Network 18 Group says it’s a case of disgruntled employees

The last thing Forbes India Editor Indrajit Gupta expected to hear was that he was redundant. But that is what he was told by two people from the editorial and management of the Network18 group on May 27 when they offered him a severance plan which he refused to accept without having a discussion with his lawyers. But that request was summarily rejected, and when Mr. Gupta refused to resign, he was dismissed without assigning any reasons.

Mr. Gupta told The Hindu on Saturday that after him, Managing Editor Charles Assisi was forced to quit and the next day two others, Executive Editor Shishir Prasad and Director (Photography) Dinesh Krishnan met with the same fate. Mr. Krishnan and Mr. Prasad were told to sign letters absolving the company of all its dues in the form of Employee Stock Ownership Plan (ESOP) and they would be offered a new value ESOP scheme, the details of which would be made available at a later date. Not willing to accept this opaque arrangement, both Mr. Prasad and Mr. Krishnan were forced to resign.

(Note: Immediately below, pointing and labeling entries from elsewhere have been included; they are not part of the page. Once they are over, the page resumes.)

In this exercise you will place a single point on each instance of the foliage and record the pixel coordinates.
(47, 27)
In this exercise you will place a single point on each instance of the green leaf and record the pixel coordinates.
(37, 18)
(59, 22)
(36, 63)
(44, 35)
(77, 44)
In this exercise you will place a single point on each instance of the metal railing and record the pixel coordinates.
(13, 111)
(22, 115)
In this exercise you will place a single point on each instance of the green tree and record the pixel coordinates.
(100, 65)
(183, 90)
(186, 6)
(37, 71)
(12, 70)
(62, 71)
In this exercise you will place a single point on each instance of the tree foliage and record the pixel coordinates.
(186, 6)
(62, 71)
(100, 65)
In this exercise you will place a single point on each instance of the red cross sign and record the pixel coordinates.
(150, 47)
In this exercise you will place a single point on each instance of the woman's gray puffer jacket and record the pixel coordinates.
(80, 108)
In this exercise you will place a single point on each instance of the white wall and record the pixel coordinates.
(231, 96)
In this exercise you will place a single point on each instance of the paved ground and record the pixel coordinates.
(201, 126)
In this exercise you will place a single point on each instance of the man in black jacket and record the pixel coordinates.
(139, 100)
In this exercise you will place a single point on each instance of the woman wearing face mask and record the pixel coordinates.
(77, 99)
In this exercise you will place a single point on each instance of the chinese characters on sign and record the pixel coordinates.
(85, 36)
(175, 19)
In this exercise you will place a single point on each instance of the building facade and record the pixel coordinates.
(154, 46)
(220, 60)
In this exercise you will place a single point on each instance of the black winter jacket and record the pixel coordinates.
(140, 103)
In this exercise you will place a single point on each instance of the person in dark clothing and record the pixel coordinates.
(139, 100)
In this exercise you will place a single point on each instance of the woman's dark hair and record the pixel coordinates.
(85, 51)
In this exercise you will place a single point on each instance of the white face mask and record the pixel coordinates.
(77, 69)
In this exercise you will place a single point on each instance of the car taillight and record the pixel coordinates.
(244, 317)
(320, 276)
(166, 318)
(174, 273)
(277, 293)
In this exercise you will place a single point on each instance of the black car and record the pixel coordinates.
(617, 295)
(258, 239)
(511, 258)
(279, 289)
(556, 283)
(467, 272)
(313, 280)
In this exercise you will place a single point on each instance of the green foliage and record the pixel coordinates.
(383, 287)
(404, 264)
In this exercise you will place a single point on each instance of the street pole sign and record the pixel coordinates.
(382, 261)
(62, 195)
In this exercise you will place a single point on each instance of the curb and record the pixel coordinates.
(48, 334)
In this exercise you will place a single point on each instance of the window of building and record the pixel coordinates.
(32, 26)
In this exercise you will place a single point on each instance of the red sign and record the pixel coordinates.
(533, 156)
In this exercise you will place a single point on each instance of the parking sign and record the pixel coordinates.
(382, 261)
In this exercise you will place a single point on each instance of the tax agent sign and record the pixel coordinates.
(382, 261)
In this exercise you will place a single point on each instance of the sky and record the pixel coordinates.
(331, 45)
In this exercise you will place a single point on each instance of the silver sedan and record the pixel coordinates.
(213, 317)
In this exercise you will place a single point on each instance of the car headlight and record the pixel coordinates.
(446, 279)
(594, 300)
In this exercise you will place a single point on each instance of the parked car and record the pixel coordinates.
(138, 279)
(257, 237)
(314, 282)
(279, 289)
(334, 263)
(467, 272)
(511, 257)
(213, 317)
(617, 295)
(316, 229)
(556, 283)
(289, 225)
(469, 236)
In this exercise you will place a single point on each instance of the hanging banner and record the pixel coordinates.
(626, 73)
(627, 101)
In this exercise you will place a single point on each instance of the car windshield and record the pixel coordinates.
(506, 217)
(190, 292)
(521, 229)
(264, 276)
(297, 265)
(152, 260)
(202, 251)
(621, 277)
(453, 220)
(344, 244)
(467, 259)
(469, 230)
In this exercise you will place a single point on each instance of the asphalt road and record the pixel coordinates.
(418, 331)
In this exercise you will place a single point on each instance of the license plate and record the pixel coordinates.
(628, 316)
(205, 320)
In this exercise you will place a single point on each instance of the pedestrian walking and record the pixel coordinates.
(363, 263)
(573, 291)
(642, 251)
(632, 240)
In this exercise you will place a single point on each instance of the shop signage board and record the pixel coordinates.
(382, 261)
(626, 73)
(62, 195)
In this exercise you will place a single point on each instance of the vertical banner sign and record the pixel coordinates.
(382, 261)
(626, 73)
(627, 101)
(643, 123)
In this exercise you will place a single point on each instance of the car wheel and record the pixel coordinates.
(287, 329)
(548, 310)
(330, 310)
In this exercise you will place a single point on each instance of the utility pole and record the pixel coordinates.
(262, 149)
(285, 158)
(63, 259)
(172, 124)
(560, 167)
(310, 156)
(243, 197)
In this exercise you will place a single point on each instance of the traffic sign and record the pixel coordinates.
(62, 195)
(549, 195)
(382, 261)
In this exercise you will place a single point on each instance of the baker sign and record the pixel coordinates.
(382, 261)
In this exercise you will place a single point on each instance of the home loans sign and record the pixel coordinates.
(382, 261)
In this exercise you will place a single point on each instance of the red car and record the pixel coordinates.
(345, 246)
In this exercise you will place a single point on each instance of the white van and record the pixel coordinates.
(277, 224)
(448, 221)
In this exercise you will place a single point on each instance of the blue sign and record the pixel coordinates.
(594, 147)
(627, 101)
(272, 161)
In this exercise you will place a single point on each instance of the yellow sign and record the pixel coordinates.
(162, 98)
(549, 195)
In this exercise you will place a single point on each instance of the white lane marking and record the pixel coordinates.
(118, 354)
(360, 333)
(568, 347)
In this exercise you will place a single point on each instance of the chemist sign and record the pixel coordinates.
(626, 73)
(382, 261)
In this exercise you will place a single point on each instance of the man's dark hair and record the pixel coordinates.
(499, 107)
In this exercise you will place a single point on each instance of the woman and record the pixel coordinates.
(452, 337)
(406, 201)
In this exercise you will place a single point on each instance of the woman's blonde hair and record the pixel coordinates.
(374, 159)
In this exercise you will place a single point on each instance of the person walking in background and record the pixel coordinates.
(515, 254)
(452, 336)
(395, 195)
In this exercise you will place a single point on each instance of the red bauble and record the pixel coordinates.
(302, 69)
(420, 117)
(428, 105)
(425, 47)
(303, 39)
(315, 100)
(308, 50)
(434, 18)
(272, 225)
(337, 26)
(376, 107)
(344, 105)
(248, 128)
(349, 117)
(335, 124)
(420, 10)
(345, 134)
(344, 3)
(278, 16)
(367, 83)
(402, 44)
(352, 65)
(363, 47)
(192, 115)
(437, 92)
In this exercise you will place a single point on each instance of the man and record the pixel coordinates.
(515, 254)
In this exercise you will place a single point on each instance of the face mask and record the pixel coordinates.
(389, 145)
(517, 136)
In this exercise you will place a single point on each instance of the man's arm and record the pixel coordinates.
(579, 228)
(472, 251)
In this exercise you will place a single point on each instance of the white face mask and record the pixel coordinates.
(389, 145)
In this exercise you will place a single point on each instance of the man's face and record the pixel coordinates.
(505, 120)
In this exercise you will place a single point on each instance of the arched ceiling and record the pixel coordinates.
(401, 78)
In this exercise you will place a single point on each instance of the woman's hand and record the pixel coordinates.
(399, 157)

Mr. Assisi was told that his services would be terminated with immediate effect unless he signed on a pre-drafted resignation letter. Under duress, he was forced to sign on the resignation and full and final settlement letter. All four senior journalists have worked in Forbes since 2008 and have among them experience of more than 40 years. When they joined, their contracts specified fixed ESOPs which the company had underwritten and which they were entitled to after four years. However, after that period when the company showed no signs of paying up collectively an amount of roughly Rs. 2 crore, they took it up with the management. The human resources department followed up with the management for the first four years to no avail.

Mr. Gupta said the ESOPs were an integral part of the compensation plan and the company could not deny that. On May 27, when Mr. Gupta was called in to meet Editor-in-Chief R. Jagannathan and HR head Shampa Kochhar, he didn’t think that he would walk out without a job or a severance package. “It was a humiliating experience after having led the Forbes India team for over five years,” he said.

“This is absolutely unacceptable behaviour and this came as a complete shocker. When we started a conversation on ESOPs, we were told at one point that the Board had annulled it. We asked why we were not informed of it till we raised the issue,” he said.

How can the Board annul ESOPs unilaterally, asked Mr. Gupta. But it was caught out as there was an admission that ESOPs were promised at the time of employment. Since that had not been honoured, Mr. Gupta and the others had asked for monetary compensation in lieu of the ESOPs that would have vested in the four years of employment. On May 24 evening, the management sent them a nine-page document with a new ESOP scheme, which they had to sign by May 26 or it would lapse. Mr. Gupta said the new ESOPS were largely a dud scheme without any real value vested in them.

“We simply asked for commitments in our appointment letter made to us by the company to be honoured,” he pointed out. The termination move was arbitrary and high-handed, he added. Letters by the journalists to the company have gone unanswered and now the four are exploring legal options.

The Press Club, Mumbai, condemning the incident, said, “The method of ejecting them from the company was nothing short of shameful. Journalists are not only messengers of news and information, but are the collective voice of civil society. They have a special place in our democratic polity, especially in the current times of stress and confusion. Surely, this team of editors who has served Forbes India since 2008 deserved better.”

The statement added, “We don’t rule out changes in business plan the Forbes management may have wanted to make; but there is the way of discourse and negotiation. Editors with 15-25 years of experience cannot be forced out with a gun on their head. The episode has shocked journalists throughout the country and shown the Network18 Group in bad light. We will be writing to Mr. Mukesh Ambani, who has a special position of influence in the Media Group, as well as to Network18 Group’s chairman Raghav Bahl, to appeal to them to reverse this decision and to enter into discussion with the editors so that an amicable solution is found.”

In March, Network 18 group had appointed Mr. Jagannathan Editor-in-Chief of Print and Web publications which included Forbes India.

Ajay Chacko, chief operating officer, Network 18 group, told The Hindu on the phone that this story of ESOPs not being paid was circulated by people who were against the restructuring. For five years, no one talked about ESOPs. There was no question of not giving it to them. “All of this started popping up after the restructuring and integration of First Post and Forbes India and Mr. Jagannathan taking over as Editor-in-Chief. He is the head of the combined newsroom.”

Terming the allegations mudslinging, Mr. Chacko said three of the employees took their money and went home, only one of them (Mr. Gupta) did not. “I don’t understand the question of being unfair. I think it’s a case of disgruntled employees who didn’t take the restructuring well,” Mr. Chacko pointed out.

He said that if they want, they could take recourse to legal action. No one denied them ESOPs. “I am surprised at all these allegations. It’s primarily a case of an unhappy marriage. What is the point of all this? These are senior journalists, they have worked with Mr. Jagannathan in the past. They chose to leave,” he said.